Title :
A novel approach to improve the performance of Hadoop in handling of small files
Author :
Gohil, Parth ; Panchal, Bakul ; Dhobi, J.S.
Author_Institution :
Dept. of Comput. Sci. & Eng., Inst. of Technol., Varnama, India
Abstract :
Hadoop, an open source java framework deals with big data. It has mainly two core components: HDFS (Hadoop distributed file system) which stores large amount of data in a reliable manner and another is MapReduce which is a programming model which processes the data in parallel and distributed manner. Hadoop does not perform well for small files as a large number of small files pose a heavy burden on the NameNode of HDFS and an increase in execution time for MapReduce is encountered.
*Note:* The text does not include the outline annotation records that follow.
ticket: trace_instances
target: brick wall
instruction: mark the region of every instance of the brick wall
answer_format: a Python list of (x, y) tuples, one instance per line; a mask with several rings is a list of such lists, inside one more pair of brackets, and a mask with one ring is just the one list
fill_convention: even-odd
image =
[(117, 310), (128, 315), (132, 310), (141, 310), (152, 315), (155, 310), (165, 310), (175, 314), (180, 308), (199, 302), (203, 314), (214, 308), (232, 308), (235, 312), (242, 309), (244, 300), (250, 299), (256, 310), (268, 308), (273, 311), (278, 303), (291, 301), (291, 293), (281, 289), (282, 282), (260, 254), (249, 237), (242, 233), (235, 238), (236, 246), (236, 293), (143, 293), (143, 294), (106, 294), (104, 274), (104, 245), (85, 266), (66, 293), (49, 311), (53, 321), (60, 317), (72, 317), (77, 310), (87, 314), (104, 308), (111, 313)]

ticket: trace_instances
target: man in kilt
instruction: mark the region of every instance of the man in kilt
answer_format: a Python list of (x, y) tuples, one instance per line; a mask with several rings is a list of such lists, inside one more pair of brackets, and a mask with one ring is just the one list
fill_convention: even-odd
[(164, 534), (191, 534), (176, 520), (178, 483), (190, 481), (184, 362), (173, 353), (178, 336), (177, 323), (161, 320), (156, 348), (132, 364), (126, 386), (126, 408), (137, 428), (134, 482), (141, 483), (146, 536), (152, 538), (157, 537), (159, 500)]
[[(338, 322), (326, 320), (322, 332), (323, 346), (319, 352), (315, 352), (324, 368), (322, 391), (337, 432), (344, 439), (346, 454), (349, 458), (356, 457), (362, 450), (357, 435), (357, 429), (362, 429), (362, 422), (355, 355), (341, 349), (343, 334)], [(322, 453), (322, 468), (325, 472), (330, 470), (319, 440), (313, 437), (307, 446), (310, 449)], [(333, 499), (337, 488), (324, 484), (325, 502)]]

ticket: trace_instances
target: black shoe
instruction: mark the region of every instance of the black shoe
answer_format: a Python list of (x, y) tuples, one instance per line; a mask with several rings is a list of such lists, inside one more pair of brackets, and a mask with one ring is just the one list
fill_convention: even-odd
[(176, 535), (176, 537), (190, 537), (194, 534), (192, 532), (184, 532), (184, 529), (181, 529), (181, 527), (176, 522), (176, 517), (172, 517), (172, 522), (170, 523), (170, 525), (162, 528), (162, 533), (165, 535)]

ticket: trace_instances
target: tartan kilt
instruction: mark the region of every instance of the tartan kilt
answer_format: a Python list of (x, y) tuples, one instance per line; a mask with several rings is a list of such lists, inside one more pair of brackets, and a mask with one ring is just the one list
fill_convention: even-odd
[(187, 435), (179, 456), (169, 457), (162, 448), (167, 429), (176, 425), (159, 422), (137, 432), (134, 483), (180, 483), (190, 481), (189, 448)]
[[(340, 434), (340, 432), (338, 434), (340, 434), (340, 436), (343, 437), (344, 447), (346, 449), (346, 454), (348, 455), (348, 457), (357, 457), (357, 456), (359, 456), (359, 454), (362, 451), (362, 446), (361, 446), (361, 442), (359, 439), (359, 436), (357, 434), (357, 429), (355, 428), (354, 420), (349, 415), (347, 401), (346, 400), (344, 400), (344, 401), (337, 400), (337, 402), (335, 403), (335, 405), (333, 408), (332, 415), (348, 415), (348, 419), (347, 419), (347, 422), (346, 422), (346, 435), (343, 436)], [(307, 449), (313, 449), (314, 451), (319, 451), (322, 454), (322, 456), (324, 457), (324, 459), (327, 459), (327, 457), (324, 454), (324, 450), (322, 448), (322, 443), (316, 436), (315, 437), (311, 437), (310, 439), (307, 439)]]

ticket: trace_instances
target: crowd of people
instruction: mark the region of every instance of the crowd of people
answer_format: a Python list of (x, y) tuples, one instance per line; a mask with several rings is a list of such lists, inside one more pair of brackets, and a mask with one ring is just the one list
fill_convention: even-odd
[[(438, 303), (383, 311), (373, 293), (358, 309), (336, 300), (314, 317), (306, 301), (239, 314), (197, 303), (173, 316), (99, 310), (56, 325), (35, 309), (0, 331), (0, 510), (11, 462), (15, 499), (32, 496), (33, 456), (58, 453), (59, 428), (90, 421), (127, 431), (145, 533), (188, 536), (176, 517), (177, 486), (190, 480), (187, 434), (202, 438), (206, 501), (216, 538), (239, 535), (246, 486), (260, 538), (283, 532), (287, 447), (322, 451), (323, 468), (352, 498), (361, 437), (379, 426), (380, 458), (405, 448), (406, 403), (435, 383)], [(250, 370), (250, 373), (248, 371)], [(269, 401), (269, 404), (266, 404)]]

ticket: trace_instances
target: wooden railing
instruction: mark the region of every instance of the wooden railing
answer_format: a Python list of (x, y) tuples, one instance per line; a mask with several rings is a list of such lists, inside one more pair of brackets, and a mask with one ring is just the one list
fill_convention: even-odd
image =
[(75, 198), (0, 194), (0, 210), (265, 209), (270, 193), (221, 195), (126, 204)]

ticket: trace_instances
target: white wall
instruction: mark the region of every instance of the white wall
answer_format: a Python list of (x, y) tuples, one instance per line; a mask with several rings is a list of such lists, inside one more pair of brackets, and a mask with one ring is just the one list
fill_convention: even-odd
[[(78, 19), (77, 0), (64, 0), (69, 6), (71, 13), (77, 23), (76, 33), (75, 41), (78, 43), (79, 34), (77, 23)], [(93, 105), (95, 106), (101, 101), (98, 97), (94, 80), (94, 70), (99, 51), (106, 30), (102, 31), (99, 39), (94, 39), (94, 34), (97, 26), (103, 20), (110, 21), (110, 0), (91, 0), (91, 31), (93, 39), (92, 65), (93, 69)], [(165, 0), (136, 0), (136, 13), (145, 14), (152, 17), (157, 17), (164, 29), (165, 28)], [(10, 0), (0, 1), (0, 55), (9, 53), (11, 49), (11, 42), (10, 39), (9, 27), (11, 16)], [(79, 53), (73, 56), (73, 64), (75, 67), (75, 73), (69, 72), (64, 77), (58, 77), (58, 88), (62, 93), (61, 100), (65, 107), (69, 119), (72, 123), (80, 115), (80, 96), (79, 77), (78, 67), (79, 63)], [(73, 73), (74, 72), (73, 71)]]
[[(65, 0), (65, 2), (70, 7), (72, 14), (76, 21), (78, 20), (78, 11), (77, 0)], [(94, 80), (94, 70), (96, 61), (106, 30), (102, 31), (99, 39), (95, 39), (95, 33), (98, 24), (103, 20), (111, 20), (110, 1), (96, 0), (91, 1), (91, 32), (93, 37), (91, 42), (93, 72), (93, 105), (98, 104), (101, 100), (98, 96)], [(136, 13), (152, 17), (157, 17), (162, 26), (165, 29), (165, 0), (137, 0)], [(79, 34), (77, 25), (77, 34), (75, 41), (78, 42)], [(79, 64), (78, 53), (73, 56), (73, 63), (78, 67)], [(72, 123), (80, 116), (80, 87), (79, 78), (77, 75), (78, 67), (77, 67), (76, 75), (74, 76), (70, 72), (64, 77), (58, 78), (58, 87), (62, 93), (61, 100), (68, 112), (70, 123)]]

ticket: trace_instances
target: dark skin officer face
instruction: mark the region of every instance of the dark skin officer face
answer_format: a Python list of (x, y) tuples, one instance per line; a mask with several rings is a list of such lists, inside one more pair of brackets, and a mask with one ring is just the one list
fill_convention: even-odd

Hadoop is designed to handle huge size files and hence suffers a performance penalty while dealing with large number of small files. This research work gives an introduction about HDFS, small file problem and existing ways to deal with it these problems along with proposed approach to handle small files. In proposed approach, merging of small file is done using MapReduce programming model on Hadoop. This approach improves the performance of Hadoop in handling of small files by ignoring the files whose size is larger than the block size of Hadoop and also reduces the memory required by NameNode to store them.
Keywords :
data handling; distributed databases; parallel processing; HDFS; Hadoop distributed file system; MapReduce programming; NameNode; programming model; small files handling; Blogs; File systems; Memory management; Tutorials; Amazon EC2; HDFS; Hadoop; MapReduce; Small Files;
Conference_Titel :
Electrical, Computer and Communication Technologies (ICECCT), 2015 IEEE International Conference on
Conference_Location :
Coimbatore
Print_ISBN :
978-1-4799-6084-2
DOI :
10.1109/ICECCT.2015.7226044